Lucas previously committed $300 million to build the museum in San Francisco, with renderings depicting a 95,000-square-foot facility. Lucas has said the museum would receive a $400 million endowment over time. In comparison, Chicago's Adler Planetarium is more than 145,500 square feet, according to its website.
Should Chicago win the museum, Perry said the institution would need to grow in size to make up for the loss of current, off-site storage in San Francisco. He also said previous architectural renderings would be tossed and the design process would start anew.
"I really do want to stress from the beginning, we're not trying to play funny with words and say we may come back at you for this tax, or for this request for money," Perry said. "This is a gift of philanthropy in the style of a Rockefeller, a Carnegie, a Mellon or a Smithson (the founding donor of the Smithsonian Institution). This is a sort of once-in-a-lifetime gift of philanthropy that this country hasn't seen from a cultural perspective in many, many decades."

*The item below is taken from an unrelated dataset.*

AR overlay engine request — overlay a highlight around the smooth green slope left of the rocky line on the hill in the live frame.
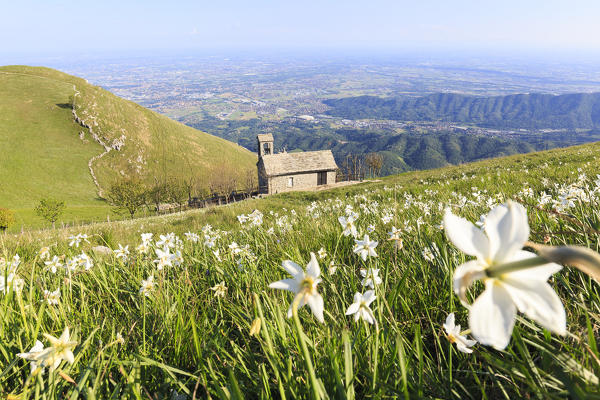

Chicago would seem to have some advantages over San Francisco, namely greater tourism traffic. Chicago set a record in 2012, the most recent year for which annual figures are available, with 46.37 million visitors. Emanuel recently increased the city's goal to 55 million visitors annually by 2020, up from 50 million.
The city of San Francisco attracted 16.51 million visitors in 2012, according to the San Francisco Travel Association.
"I think Chicago has a diversity of communities and level of accessibility that is unparalleled in the country," Spielfogel said. "We've got a larger, more vibrant city that would allow for a bigger audience, and we have a very supportive government who sees the potential for this to help on a local and international level."
Still, Lucas grew up in Modesto, Calif., about 90 miles east of San Francisco. And the city has shaped his life and career.
"I spent my whole young years up until I was in college coming to San Francisco, coming to the cultural events, coming to the baseball games," Lucas said during a September 2013 presentation at a public meeting at the Presidio.
"Back in those days, we had roadshow productions, where the movies were in the big theaters down on Market Street. We even had numbered seats, and I would come and see all the big movies here in San Francisco. And go to the museums. Generally, this, to me, was the cultural center of my life. So when I moved here in 1969, right out of college, I stayed here. And I built my business here. I never made a movie in Hollywood."
After four years of talks with The Presidio Trust, the tone has changed.
When asked whether Lucas still prefers that his museum be built in San Francisco, Perry said: "George Lucas prefers this museum be built for future generations. And I think it's obvious why the first place he looked at was right here in his own backyard. … But he ultimately feels that what is important is that this museum is built someplace where it will add to the educational benefit of young people and where the community embraces it."